Bij onze komst is Jules net begonnen er een te maken. Nu, in 2019, heeft hij er vijfendertig jaar ervaring mee. En dat zie je.
Hij werkt met wolken, lijkt het wel. De wattendekens waarmee een futon gemaakt wordt zien er onweerstaanbaar aantrekkelijk uit. Zachter kan het niet.
Hij plukt de dekens precies op maat, met de hand dus. Oorspronkelijk opgeleid als stoffeerder en meubelmaker, volgde hij begin jaren '80 een workshop in het futonmaken. Die lessen werden gegeven door mensen die het in Japan hadden geleerd.

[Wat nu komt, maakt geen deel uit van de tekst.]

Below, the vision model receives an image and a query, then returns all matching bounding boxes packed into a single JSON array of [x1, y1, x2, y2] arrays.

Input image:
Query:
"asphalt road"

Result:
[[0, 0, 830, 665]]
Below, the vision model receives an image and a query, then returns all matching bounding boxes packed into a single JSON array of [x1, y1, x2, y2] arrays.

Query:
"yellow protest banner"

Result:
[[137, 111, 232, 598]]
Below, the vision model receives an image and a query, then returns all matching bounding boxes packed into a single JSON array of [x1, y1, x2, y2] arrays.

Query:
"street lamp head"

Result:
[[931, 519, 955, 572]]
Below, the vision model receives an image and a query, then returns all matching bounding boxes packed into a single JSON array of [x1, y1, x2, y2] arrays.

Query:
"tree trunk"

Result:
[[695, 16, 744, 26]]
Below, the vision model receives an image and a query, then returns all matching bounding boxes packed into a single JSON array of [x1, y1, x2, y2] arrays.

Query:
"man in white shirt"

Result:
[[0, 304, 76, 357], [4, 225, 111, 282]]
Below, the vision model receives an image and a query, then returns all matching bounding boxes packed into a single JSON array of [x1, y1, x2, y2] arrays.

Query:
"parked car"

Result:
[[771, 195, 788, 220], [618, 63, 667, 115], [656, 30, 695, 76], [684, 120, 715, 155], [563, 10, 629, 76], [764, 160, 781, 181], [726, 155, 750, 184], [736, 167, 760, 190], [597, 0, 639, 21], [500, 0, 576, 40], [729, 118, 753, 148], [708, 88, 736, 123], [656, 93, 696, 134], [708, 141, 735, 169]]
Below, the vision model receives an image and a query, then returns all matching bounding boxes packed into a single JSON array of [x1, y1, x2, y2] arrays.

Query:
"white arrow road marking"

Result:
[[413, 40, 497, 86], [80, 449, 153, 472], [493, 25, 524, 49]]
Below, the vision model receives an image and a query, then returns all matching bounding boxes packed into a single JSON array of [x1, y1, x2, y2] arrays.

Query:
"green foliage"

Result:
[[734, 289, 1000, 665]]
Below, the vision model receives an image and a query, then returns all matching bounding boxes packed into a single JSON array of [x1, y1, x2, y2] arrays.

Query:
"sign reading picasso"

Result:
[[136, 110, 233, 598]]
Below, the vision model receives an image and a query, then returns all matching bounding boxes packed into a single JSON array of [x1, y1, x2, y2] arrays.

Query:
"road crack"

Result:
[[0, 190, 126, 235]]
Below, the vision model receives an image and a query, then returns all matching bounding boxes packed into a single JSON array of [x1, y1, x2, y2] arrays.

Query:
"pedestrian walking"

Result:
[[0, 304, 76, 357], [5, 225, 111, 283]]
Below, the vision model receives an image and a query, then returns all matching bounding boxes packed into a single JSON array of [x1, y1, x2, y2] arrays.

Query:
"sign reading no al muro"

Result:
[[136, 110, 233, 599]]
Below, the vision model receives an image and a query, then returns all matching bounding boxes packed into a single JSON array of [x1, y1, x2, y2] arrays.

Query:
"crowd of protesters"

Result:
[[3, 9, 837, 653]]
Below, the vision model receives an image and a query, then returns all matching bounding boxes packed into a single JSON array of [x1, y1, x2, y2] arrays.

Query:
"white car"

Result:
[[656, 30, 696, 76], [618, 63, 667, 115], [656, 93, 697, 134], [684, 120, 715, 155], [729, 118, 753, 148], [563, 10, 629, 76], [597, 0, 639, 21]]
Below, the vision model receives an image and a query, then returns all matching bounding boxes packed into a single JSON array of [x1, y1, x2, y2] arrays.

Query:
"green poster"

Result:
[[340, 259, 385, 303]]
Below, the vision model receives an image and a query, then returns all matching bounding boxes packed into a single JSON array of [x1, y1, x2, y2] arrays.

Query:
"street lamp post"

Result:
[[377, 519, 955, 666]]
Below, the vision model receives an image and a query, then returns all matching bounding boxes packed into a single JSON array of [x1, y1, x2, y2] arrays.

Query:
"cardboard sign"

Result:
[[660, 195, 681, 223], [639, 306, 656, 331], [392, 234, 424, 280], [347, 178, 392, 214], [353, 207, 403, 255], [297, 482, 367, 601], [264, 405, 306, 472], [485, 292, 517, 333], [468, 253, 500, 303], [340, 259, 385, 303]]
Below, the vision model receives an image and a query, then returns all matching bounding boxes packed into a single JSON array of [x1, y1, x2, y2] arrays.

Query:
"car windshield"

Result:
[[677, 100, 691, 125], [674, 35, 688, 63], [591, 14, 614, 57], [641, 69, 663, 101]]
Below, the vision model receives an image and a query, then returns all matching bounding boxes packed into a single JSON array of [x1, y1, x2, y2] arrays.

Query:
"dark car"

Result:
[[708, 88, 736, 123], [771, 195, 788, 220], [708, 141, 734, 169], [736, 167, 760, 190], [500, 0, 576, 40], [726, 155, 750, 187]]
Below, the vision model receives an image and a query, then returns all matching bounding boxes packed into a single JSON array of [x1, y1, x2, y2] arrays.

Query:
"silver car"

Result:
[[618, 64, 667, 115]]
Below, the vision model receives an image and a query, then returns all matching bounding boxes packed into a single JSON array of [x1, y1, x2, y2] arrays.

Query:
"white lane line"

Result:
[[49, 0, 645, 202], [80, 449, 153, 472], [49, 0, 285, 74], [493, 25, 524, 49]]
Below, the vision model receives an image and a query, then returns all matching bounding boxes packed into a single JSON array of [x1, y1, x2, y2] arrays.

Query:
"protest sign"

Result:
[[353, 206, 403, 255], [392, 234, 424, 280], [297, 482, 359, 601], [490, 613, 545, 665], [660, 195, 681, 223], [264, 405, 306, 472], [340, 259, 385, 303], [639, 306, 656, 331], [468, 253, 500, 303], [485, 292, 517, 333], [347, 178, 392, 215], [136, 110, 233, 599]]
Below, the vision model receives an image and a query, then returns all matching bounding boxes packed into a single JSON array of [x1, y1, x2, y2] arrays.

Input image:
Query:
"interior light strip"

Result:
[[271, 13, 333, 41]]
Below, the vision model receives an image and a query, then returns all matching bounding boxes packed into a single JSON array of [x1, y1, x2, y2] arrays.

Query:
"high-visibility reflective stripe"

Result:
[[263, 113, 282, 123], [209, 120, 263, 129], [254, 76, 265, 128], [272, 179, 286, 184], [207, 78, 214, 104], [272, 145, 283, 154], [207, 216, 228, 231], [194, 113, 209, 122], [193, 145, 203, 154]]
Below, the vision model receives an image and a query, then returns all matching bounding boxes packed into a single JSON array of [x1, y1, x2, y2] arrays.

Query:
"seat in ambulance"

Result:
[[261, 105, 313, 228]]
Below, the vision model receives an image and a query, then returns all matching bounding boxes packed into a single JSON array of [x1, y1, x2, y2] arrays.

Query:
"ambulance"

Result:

Toen hij voor zichzelf begon zocht hij een naam. Iemand suggereerde 'Katja Katoen', omdat dat zo lekker bekte. Katja was de voornaam van Jules' huisbazin, dat was alles. Maar het klonk beter dan 'Jules' Wattendekens'.
Sinds die begintijd is de vraag naar futons voortdurend licht stijgend geweest, maar het aanbod wisselde sterk. Modieuze aanbieders verdwenen weer, maar Jules bleef. Hij is een van de weinigen die alles zelf met de hand doet. En sinds 2012 is al zijn katoen van biologische oorsprong. Belangrijk, want in de reguliere katoenteelt wordt heel wat afgespoten met stoffen die niet pluis zijn.
De katoen die Jules gebruikt komt uit India en wordt in België tot dekens verwerkt. De katoenen tijk komt uit Turkije.
We kijken toe. Jules splitst 'de wolken', de wattendekens, en stapelt ze haaks op elkaar. Gewone futonmakers doen dat vaak niet, maar door deze extra bewerking krijgen de futons meer volume en blijven ze luchtiger.
Wat lucht betreft zegt Jules dat futons als voordeel hebben dat ze luchtdoorlatend zijn. Bovendien nemen ze vocht op. Daar staat tegenover dat futons ook zelf graag worden gelucht, liefst iedere dag.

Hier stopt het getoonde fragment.